John, Family Ambassador
I recently had the opportunity to take some of my cousins-in-law snowshoeing on Mt. Hood the day after Thanksgiving. That day has always been a day for adventuring even if it has only just this year been widely adopted thanks to REI’s #OptOutside campaign. This trip was one that reminded me of some of the many reasons I love snowshoeing and why I love introducing others to snowshoeing.
It was a beautiful blue-sky day and the mountain invited us to play. My three cousins-in-law had never been snowshoeing. Heck, one of them was a city boy from New Jersey! (Don’t blame me. He’s a cousin-in-law-in-law.) All three were as in awe of Mt. Hood standing high above us as I was. My kids, who I sometimes think have become jaded and spoiled by the amazing views we’ve had on our adventures, were thrilled to be on the white slopes of Oregon’s highest peak.
When nature’s magnificence is thrust upon you, no matter who you are or where you’re from, it’s hard to resist. Snowshoeing is so close to walking and so natural it lets you appreciate where you are without distraction. We took full advantage of the great conditions and casually strolled north along the Pacific Crest Trail from the Timberline Lodge.
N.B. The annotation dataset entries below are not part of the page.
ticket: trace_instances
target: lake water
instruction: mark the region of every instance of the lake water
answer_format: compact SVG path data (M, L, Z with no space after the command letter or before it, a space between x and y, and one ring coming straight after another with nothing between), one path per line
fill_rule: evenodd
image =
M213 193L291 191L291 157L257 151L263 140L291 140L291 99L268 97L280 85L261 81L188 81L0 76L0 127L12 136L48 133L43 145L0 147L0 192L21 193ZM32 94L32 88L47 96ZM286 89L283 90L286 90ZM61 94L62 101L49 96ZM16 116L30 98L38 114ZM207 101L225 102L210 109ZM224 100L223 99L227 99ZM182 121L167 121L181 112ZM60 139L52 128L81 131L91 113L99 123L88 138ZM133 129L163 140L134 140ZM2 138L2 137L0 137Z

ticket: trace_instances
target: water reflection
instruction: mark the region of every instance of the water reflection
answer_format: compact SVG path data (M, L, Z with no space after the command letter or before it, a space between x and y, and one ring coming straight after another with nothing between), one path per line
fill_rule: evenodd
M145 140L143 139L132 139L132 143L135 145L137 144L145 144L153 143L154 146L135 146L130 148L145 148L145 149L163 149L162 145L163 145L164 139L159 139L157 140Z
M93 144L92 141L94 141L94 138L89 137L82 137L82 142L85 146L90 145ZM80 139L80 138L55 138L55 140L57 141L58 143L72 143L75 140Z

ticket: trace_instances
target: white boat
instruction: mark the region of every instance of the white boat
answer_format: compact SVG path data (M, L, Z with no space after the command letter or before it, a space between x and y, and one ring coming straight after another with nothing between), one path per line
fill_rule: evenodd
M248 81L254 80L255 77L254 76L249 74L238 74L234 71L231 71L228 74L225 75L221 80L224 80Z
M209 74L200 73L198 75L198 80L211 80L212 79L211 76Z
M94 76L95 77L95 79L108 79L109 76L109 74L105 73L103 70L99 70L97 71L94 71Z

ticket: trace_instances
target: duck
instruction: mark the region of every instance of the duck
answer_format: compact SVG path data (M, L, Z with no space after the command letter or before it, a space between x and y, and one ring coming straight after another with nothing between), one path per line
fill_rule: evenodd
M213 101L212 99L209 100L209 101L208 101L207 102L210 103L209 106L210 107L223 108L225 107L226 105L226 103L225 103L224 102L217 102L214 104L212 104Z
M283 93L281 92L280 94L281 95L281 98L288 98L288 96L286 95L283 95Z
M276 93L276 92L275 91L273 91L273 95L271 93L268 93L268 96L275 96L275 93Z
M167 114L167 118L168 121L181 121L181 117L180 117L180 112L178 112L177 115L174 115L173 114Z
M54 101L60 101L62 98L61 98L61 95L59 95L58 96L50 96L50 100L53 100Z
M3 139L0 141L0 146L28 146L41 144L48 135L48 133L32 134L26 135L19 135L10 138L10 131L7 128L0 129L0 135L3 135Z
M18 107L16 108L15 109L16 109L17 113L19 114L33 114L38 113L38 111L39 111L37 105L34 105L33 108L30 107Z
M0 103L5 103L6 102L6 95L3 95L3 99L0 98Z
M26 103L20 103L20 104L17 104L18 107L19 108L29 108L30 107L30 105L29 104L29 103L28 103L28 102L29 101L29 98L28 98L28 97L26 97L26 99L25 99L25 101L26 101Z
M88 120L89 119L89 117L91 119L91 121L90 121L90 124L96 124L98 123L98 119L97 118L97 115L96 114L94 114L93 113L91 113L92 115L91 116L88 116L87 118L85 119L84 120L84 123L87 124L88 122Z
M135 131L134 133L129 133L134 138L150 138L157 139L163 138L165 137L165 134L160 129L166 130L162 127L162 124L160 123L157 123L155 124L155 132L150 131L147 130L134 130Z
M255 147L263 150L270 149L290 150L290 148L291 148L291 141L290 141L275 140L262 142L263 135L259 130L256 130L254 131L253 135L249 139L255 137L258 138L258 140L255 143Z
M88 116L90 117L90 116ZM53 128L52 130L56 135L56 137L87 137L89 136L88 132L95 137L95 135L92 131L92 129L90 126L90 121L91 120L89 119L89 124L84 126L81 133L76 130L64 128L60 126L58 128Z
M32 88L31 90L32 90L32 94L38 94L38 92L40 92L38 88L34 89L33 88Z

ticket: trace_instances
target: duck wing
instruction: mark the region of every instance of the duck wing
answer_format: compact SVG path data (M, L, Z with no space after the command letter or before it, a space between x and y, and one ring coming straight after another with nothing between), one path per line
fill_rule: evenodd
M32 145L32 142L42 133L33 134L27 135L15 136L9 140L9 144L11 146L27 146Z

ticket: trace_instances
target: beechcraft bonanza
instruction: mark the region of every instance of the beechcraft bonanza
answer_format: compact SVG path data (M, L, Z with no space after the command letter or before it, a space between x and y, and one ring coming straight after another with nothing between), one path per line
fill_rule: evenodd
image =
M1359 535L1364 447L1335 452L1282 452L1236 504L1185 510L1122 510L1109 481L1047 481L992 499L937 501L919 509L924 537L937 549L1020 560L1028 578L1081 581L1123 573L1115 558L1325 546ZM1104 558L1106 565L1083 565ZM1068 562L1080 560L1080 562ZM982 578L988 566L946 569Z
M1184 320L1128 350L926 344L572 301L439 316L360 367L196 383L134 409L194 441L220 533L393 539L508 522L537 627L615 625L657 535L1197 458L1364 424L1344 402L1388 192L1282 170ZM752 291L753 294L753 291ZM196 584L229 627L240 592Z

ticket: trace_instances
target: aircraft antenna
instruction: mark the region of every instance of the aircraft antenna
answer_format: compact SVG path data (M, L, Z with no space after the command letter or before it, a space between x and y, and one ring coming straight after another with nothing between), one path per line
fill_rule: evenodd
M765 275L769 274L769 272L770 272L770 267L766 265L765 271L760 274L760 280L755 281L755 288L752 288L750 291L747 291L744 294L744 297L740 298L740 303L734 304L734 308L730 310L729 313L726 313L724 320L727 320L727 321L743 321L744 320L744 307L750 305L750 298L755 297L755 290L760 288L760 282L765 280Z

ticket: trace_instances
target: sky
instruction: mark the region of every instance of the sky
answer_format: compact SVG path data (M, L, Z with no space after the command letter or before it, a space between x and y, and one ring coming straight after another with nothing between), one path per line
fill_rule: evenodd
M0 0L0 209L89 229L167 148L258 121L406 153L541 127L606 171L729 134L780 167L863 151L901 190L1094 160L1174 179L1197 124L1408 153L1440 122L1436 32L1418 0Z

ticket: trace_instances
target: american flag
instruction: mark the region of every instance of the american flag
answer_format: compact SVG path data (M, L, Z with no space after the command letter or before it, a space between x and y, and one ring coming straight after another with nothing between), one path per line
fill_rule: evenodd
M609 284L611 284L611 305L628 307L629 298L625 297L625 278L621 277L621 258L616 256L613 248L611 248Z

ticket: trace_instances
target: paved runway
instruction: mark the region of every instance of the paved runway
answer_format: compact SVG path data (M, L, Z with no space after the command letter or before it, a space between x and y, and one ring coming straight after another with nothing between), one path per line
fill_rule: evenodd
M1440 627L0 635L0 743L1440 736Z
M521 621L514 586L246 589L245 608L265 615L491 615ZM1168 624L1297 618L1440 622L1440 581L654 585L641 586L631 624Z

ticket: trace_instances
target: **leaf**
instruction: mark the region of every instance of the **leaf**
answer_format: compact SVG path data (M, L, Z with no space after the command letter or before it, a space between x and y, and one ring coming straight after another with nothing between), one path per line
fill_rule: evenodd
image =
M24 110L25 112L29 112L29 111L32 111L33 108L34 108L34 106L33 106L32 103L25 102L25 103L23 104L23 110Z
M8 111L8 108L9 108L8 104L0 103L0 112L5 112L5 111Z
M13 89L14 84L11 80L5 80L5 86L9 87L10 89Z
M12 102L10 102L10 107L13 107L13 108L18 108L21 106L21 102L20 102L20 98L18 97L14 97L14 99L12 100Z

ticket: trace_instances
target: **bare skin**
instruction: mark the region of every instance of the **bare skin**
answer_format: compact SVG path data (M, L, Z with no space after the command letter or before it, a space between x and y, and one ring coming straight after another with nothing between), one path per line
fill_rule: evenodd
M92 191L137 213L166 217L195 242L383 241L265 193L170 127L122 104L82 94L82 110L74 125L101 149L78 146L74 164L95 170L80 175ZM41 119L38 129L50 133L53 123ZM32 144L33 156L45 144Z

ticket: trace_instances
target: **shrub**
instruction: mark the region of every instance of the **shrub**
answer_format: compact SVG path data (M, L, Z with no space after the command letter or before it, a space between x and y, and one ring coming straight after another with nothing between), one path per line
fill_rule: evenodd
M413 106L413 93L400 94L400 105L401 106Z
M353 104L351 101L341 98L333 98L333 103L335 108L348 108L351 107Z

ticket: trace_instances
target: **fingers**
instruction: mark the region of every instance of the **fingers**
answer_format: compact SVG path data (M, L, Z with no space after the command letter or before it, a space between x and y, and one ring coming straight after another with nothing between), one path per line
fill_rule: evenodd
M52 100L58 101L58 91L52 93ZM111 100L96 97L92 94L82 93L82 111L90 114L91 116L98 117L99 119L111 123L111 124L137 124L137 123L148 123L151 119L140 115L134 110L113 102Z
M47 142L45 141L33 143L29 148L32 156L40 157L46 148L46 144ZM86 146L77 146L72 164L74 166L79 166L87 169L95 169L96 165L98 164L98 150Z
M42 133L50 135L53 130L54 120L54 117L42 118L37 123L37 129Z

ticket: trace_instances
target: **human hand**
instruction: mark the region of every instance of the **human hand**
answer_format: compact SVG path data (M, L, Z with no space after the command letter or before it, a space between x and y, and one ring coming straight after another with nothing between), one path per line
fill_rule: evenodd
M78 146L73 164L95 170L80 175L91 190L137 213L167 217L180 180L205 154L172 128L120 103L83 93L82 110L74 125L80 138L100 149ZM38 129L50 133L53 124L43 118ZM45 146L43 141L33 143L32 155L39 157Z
Before we left the lodge area we saw plenty of slipping and uncertain feet. Some of us (not naming names, but it was me) even fell while helping others getting strapped into their snowshoes. Once we were all ready to start there were no problems with traction. Even when the snow is hard and there’s no need for a snowshoe’s floatation the sharp (really sharp) crampons mean that even on ice each step is confident.
We ended our trip near the Little Zigzag Canyon just a mile from the trailhead. The wind was blowing down from the summit 5,000 feet above us so it was really fortuitous we were right at tree line where we could find shelter. With the wind blowing around us it was a perfect spot to break for lunch with hot cocoa (a novelty because it was made from melted snow on my stove) and leftover turkey sandwiches.
What I love most about taking new snowshoers out is the moment they realize how easy it is to go out on an “epic” adventure and that they don’t need specialized training or equipment. The cousins must really have enjoyed themselves because now their parents want to go. That’s great news for me because I get to witness that special moment again. And, of course, I have another excuse to go snowshoeing.